Employees: Number of local employees: 275 Number of expats (including third party nationals [TCN]): 80
Funds: Total: $339 million
Amount passed through as grants or subcontracts: $150 million
- Louis Berger Group
Much of the Iraqi government was a client for Tatweer. Special emphasis on:
- Iraqi Ministry of Planning
- National Center for Consultancy and Management Development
- Central Office for Standards and Quality Control
- Office of the Prime Minister
- Presidency Diwan
- Kurdish Regional Government
Tatweer trained 108,000 Iraqi civil servants, leaving a permanent Iraqi capability to train its own staff. Tatweer’s mostly Arabic-speaking advisors built Iraq’s ministry training institutions to the point where government trainers could conduct the core courses in public administration without assistance. The institutions and their staff received master training in technical subjects, training administration and curriculum development, as well as NAPA-certified curricula in Strategic Planning, Leadership & Communications, Project Management, Budgeting, Finance, and Procurement, Information Technology and Human Resources. The government of Iraq has demonstrated the qualitative change that views training as a critical function of government by putting millions of dollars for training centers, staff and resources into the operating budget of ministries that worked with Tatweer.
Civil servants that benefited from Tatweer training have gone on to train other Iraq government officials; lead change programs within the government; establish new units within government structures to improve public administration; and push new initiatives that would improve the performance of their ministries. The improved business practices promoted by Tatweer advisors and alumna serve to streamline service delivery; simplified procurement rules facilitate the issuance of contracts to pick-up garbage and provide schoolbooks to Iraqi children.

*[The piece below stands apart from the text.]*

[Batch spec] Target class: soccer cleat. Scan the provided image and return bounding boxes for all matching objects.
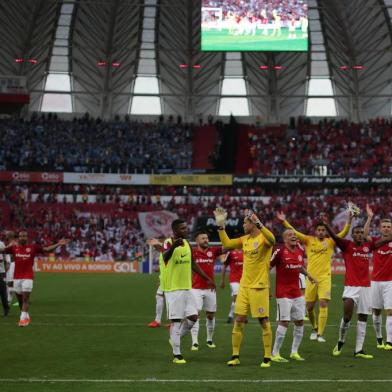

As a corollary benefit, the cycle of newly trained civil servants improving their working environments supports a shift from an immobile hierarchy to a culture of constant improvement, and to a devolution of authority to staff closer to their clients, the Iraqi people.
Tatweer has built a cadre of Iraqi government employees who have the skills and the commitment to return Iraq to its former preeminence as the region’s most progressive and responsive government.